Jim Freis discusses regulatory compliance and speculates on what might happen in regards to sub-contractor due diligence.
Subcontractor due diligence is definitely one of the areas where more attention is going to need to be given than has been the case in the past. There are practices in the past that are quite common that refer in a contractual agreement, so in the fine print, that says that notice must be given with respect to subcontracting. You can’t effectively pass on this contractual relationship or the delivery of the service to other parties. But in the practical business environment, this is an aspect of challenge. What does it mean?
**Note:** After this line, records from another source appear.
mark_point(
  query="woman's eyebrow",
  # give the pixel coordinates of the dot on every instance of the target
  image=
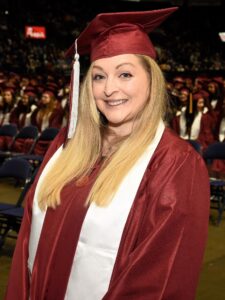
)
(125, 63)
(117, 67)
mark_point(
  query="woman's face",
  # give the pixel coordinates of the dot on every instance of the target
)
(200, 103)
(121, 88)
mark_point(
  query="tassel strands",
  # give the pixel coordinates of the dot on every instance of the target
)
(74, 96)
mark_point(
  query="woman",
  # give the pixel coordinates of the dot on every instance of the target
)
(116, 217)
(22, 112)
(6, 106)
(195, 121)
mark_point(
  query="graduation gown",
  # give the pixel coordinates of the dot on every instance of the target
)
(162, 244)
Ultimately, the regulators are going to hold the financial institutions accountable. And when the financial institutions are held accountable for this, they’re going to put the pressure on their service provider to be able to deliver, to be able to give answers in that regard. It’s going to be a differentiation factor.
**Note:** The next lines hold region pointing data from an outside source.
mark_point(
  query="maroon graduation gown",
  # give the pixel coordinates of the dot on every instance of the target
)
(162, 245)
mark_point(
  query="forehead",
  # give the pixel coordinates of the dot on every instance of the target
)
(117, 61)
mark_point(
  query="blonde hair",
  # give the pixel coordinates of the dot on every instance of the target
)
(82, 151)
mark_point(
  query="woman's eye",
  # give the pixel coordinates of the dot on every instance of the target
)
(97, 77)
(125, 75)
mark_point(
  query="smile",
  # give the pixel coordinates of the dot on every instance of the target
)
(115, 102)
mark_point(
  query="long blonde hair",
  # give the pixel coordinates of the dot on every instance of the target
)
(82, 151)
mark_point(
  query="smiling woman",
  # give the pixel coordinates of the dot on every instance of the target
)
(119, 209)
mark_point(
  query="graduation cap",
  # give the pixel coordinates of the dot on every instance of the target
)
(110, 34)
The regulations, in some ways –and this is part of the challenge for the banks — conflict with each other. There’s a principle where the language within the regulation itself exhibits the inherent tension between two different things. One is that a financial institution’s focus is meant to be risk-based, meaning that there’s not one-size-fits-all. In each and every subcontractor-contractor relationship, you need to run the full realm of every possible aspect of due diligence, best practices, which are listed therein. On the other hand, how do you know about a potential risk, especially down the chain, if you haven’t asked some of those questions?
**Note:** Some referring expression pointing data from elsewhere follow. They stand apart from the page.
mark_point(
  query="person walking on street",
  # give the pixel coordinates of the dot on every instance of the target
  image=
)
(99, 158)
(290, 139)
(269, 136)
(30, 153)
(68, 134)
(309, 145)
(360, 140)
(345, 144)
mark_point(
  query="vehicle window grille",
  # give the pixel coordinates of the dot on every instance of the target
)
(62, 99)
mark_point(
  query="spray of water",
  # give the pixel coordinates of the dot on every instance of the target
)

So a big part of the challenge for financial institutions is first, where do you prioritize? A big part of that is understanding which services, which relationships, which activities being addressed by these relationships and services are critical for your institution. And in those cases, you definitely have to do the equivalent of what we would call in other areas “enhanced due diligence” and focus down the subcontractor chains.
One of the things that I think the regulators should opine on, and which I put in my public comment letter, is that more guidance should be expected as to how much effort should need to go to this aspect of defining potential subcontractors as well as potential foreign counterpart exposure in any service provider relationship, even beyond those that meet the highest standards of criticality. That’s an open question for us.